Ayub 22:15

"Mahukah engkau tetap berpegang pada jalan yang ditempuh orang fasik, yang melintasi jalan yang aman?"

Simbol jalan terbentang dengan dua arah, satu terang dan satu gelap

Dalam lembaran Kitab Ayub, kita menemukan dialog yang mendalam dan seringkali penuh pergolakan, salah satunya adalah ungkapan Ayub kepada teman-temannya yang mencoba menafsirkan penderitaannya. Di pasal 22, ayat 15, kita disuguhkan sebuah pertanyaan retoris yang menggugah: "Mahukah engkau tetap berpegang pada jalan yang ditempuh orang fasik, yang melintasi jalan yang aman?" Pertanyaan ini bukan sekadar pernyataan, melainkan sebuah teguran sekaligus ajakan untuk merenungkan pilihan hidup yang kita ambil.

Jalan yang ditempuh orang fasik seringkali digambarkan sebagai jalan yang terlihat mudah dan menawarkan kepuasan sesaat. Mungkin terlihat menggiurkan dengan segala kemudahan dan keuntungan duniawi yang ditawarkannya. Namun, seperti yang tersirat dalam ayat tersebut, jalan ini adalah jalan yang berisiko, jalan yang tidak aman, bahkan berpotensi menuju kehancuran. Barrat sebuah jalan yang terlihat datar namun ternyata menuju jurang yang terjal, kenikmatan sesaat dapat berujung pada penyesalan yang panjang.

Sebaliknya, "jalan yang aman" yang disebutkan dalam ayat ini merujuk pada jalan yang diperkenan oleh Tuhan. Jalan ini mungkin tidak selalu mudah, bahkan seringkali menuntut pengorbanan, kesabaran, dan ketaatan. Namun, di balik kesulitan tersebut, tersembunyi kepastian dan kedamaian abadi. Ini adalah jalan kebenaran, jalan yang dibangun di atas prinsip-prinsip ilahi, yang pada akhirnya akan membawa pada keselamatan dan berkat yang sesungguhnya.

Dalam konteks kehidupan modern yang serba cepat dan penuh godaan, pertanyaan Ayub menjadi semakin relevan. Kita sering dihadapkan pada pilihan-pilihan sulit.

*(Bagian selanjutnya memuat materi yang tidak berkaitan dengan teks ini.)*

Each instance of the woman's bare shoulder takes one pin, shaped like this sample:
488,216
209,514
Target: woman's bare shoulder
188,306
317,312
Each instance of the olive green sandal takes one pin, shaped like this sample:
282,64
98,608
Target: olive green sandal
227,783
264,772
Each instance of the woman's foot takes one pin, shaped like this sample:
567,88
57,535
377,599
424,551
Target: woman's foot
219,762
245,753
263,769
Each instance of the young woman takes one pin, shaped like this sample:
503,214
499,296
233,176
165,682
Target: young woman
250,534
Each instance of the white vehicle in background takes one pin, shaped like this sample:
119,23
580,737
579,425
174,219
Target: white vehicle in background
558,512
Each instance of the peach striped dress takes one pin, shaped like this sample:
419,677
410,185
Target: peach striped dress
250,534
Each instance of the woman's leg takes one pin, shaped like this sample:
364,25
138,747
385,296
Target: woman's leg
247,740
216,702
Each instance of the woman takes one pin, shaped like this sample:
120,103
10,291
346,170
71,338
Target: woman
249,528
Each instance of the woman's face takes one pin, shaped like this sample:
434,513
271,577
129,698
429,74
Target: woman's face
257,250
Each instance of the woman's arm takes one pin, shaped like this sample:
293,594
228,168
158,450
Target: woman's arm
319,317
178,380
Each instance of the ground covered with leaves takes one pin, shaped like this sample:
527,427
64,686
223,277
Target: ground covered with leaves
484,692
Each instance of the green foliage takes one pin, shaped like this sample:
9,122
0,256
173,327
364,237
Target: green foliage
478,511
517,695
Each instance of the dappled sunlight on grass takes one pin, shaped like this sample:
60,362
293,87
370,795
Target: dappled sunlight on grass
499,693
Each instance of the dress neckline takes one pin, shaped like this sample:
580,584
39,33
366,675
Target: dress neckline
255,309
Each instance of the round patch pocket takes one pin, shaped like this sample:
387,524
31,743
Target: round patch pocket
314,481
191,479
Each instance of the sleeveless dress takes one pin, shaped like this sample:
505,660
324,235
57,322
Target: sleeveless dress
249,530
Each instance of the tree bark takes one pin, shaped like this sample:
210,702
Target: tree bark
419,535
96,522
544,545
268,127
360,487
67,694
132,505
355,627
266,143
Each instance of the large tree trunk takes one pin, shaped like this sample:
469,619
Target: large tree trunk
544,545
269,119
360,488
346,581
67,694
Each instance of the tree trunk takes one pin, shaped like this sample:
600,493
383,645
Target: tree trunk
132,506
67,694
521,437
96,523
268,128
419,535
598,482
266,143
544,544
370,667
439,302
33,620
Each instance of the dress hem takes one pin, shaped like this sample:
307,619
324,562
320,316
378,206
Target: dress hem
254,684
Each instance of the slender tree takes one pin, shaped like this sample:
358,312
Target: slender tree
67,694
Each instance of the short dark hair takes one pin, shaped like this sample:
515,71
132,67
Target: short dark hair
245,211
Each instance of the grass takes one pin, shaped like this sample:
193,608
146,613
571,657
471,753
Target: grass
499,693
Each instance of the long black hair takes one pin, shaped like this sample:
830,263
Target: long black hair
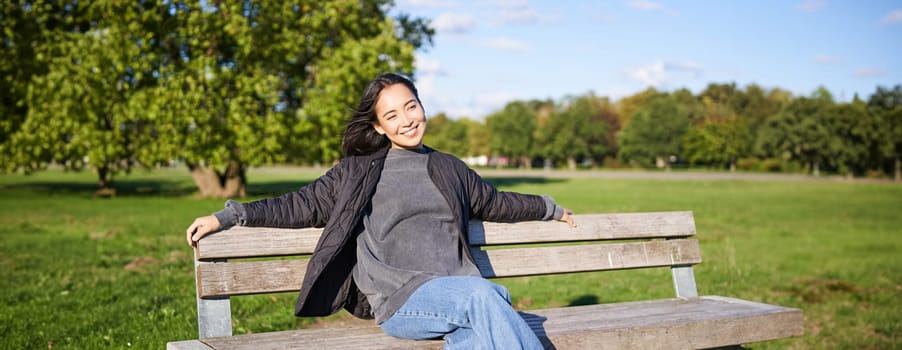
360,138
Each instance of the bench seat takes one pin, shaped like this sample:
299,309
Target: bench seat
666,323
600,242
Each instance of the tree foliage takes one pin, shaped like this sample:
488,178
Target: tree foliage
578,130
220,85
513,130
655,131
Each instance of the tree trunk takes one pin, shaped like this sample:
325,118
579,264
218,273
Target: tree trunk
214,184
104,182
526,162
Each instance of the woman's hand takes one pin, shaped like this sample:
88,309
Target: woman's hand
201,227
568,218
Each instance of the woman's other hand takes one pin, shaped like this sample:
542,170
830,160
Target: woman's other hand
203,226
568,217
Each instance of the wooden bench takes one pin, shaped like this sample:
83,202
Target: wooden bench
600,242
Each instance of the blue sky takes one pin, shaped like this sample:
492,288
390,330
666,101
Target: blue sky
487,53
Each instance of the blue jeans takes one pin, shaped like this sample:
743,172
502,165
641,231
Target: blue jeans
469,312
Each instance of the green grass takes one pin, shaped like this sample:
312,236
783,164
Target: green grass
84,273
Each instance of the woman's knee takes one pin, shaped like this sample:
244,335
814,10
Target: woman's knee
485,289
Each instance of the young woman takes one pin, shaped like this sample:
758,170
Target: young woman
395,215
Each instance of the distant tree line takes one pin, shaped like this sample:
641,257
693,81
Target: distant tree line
723,127
218,85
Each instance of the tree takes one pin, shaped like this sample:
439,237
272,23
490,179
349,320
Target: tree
718,140
886,105
655,132
800,131
577,131
86,68
220,85
512,131
448,135
855,137
479,138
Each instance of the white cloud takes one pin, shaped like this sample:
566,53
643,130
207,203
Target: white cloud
425,4
505,43
868,72
894,17
662,73
428,66
827,59
645,5
453,23
523,15
812,5
650,6
512,3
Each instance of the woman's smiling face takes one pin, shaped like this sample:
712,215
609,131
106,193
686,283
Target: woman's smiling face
400,117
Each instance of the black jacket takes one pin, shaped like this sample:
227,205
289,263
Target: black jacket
338,201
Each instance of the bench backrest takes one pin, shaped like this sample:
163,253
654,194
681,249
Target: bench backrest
600,242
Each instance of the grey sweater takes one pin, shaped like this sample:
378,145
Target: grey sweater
410,236
423,198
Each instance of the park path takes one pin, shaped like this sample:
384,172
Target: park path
664,175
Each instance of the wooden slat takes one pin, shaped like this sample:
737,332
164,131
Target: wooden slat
589,257
239,242
245,242
250,277
187,345
253,277
589,227
658,324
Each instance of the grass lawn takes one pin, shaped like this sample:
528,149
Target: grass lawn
86,273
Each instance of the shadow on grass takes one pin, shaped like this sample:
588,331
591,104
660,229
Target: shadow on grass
155,188
584,300
273,188
147,188
520,180
173,188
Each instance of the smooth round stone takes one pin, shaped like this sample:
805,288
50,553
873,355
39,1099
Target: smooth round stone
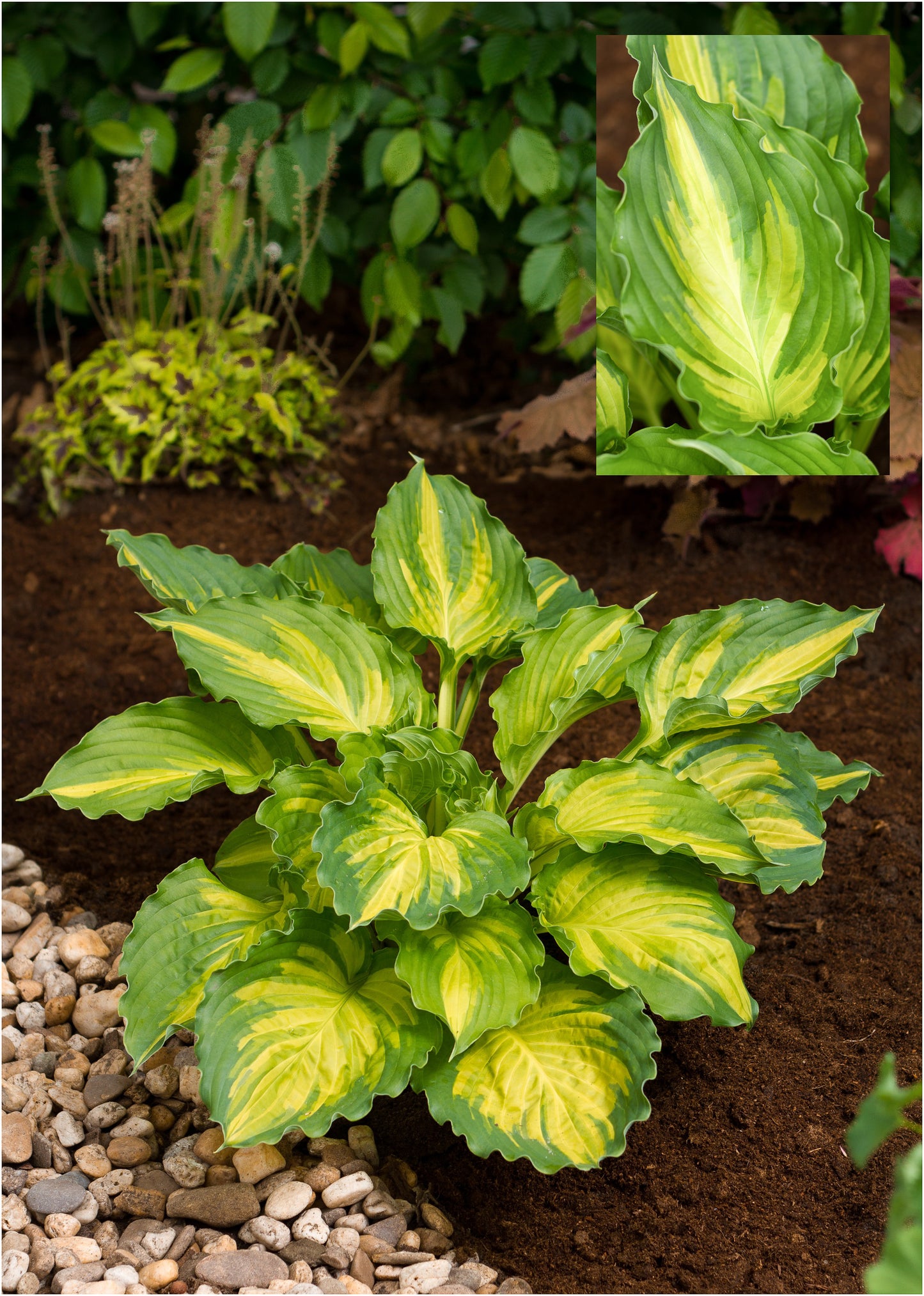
55,1196
289,1201
349,1190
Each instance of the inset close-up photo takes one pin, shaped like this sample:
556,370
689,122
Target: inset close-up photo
743,286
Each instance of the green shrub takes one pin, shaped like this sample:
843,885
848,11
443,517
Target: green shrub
199,405
395,917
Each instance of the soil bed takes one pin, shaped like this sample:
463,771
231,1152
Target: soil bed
738,1182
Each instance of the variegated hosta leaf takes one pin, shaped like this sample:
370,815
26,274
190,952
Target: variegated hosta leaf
613,416
743,661
296,660
567,673
675,453
473,972
310,1027
606,801
187,579
651,922
561,1086
756,770
344,584
446,568
834,779
246,861
161,752
292,815
379,857
733,274
790,77
555,593
185,931
863,370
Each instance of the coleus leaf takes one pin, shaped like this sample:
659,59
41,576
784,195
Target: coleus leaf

Antara kejujuran yang mungkin merugikan dalam jangka pendek, atau ketidakjujuran yang menawarkan keuntungan instan. Antara mempertahankan integritas pribadi di tengah tekanan, atau berkompromi demi kenyamanan. Manakah yang kita pilih? Apakah kita tergoda untuk mengikuti arus popularitas yang justru menjauhkan kita dari prinsip kebaikan?

Menjauhi jalan orang fasik bukanlah berarti mengisolasi diri dari dunia. Melainkan, memilih untuk hidup dengan kesadaran moral dan spiritual yang tinggi. Ini berarti menolak godaan untuk menempuh jalan pintas yang merusak, bahkan ketika jalan tersebut terlihat ramai dan menguntungkan. Kita diajak untuk berpegang teguh pada nilai-nilai kebaikan, keadilan, dan kasih, meskipun itu berarti menghadapi tantangan dan rintangan.

Ayub 22:15 mengingatkan kita bahwa ada konsekuensi dari setiap pilihan jalan yang kita ambil. Jalan orang fasik mungkin tampak menarik, namun fondasinya rapuh dan akhirnya akan runtuh. Sedangkan jalan yang aman, meskipun menanjak, memiliki pijakan yang kokoh dan berujung pada tujuan yang mulia. Marilah kita senantiasa merenungkan pilihan-pilihan kita, dan bertekad untuk menapaki jalan yang telah teruji oleh waktu dan kebenaran ilahi, demi kehidupan yang penuh makna dan berkat.